This is the first of a two-part series.
by Zachary Hines
As the undergraduates return to campus and the Fall term begins, I finally have the opportunity to sit back and reflect on what was, for me, a “slow” summer. Although with that statement I risk what might seem to be a contradiction: it was the most productive summer of my young career as a graduate student in English literature. This post is the product of some of the ideas which for me found their inception in two complementary panels at the International Medieval Congress at Leeds in early July of this year.
The two sessions (Session No: 536 and Session No: 636), organized by Catherine Karkov from the University of Leeds, featured an interdisciplinary group of junior and senior researchers gathered to discuss the importance of what we have come to call “slow scholarship.” This form of scholarship is likened to the Slow Food movement of the 1990s, which developed, in part, to resist the proliferation of American fast food in Italy. Slow scholarship, as the sessions’ abstract suggests, “explore[s] the value of forms of scholarship that have become endangered,” and, in some ways, seeks a return to the origins of our discipline:
Slow scholarship necessitates dealing with actual objects rather than facsimiles, editions, or online images; it necessitates really getting to know texts or books or objects – or a field. It demands a developed methodology or theory rather than chasing after the latest theoretical trend or research council theme. It is a type of scholarship that has become increasingly devalued as research councils and universities focus increasingly on large-scale collaborative projects, quick results, the impact agenda, and rapid online publication.
Slow scholarship, as these sessions conceived it, is a response to emerging technology and digital media and asks why a return to old questions should be associated with a lack of progress. The sessions made it quite clear that a slow approach to scholarship is not anti-digital in its thinking and in fact recognizes the value and utility of digital tools such as collaborative and multimedia projects, searchable databases, and enhanced resources for paleography, among others. In order to produce good scholarship in the age of rapidly changing digital media, however, it becomes more and more vital to begin by asking the right questions.

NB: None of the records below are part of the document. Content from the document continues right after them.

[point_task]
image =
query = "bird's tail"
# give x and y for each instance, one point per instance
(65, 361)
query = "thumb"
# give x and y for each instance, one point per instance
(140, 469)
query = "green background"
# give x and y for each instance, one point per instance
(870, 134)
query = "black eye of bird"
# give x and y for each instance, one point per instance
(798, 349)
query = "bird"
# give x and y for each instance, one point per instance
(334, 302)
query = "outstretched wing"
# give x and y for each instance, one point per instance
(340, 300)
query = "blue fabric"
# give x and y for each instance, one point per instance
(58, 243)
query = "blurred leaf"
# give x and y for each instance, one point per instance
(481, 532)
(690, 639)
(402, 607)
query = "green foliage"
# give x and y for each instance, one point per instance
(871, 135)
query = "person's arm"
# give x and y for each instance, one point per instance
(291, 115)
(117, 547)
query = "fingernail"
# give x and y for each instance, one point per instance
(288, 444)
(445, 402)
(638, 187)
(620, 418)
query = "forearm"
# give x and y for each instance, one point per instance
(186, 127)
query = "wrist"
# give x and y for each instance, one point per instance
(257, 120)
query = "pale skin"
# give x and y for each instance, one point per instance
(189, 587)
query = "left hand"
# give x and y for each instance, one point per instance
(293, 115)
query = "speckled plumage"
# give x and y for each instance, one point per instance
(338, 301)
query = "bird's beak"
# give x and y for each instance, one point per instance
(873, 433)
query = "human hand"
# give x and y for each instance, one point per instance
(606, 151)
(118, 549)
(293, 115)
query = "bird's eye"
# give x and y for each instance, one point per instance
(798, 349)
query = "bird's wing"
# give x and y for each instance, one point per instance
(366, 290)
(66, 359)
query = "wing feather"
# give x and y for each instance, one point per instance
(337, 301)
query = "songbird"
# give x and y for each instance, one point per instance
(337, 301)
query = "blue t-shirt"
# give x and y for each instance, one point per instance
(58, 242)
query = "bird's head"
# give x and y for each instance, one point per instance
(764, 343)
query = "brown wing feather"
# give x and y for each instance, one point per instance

These sessions approached the topic from a variety of perspectives – navigating issues of institutional bureaucracy and budgetary anxieties, notions of “impact” and public engagement – and considered the way that academics in pre-modern disciplines, as keepers of the past, must curate the narratives and objects of history with the understanding that often, in the eyes of the public, the only quantifiable and economically viable scholarship is fast scholarship. Slow scholarship, then, is fundamentally about a return to the object, a response to the ways in which the digital sometimes seems to flatten the way we perceive history and culture. It seeks to carve out a place in our discipline for waning non-digital methodologies, a reminder that research need not be all digital, all the time. Slow scholarship is about being aware of the ways in which the layers of meaning associated with objects and texts change as we re-curate and re-translate the past for new and different audiences.
The papers each emphasized the importance of deep thought and reflection to the production of good scholarship – notably, Karkov on a return to the ‘digit-al’ (i.e. the fingers) and the materiality of stone, Lara Eggleton on scholarship as a kind of ruin, and James Paz on the craft of translation. We should resist modes of scholarship, they argued, that encourage us to hurry, to move on too quickly, and instead recognize those forms which reward a long, slow scholarly engagement with the material. Karkov pointed out that, as researchers and teachers, we are so used to writing and looking at things in a certain way that we tend to miss other things – that is, things that we might see or understand differently with patient observation of those contexts and contents, identities and memories, which inhabit the very books in which we are interested.
Slow scholarship, it seems, is really about the ways in which we receive texts and objects. It is about being first an observer. It emphasizes close engagement with the object or text of study and the intellectual rewards which come with the experience. To achieve this we must, as Paz put it, “unlearn things thought of as certainties.”
*The small irony that my thoughts on slow scholarship will appear in blog form has not escaped my notice, but that I have taken a couple of months to reflect on them suggests, I hope, that I have satisfied the requirements of the slow scholar.
**I would like to express my thanks to Boyda Johnstone (Fordham University) and Elliott Turley (University of Texas at Austin) for their very helpful suggestions.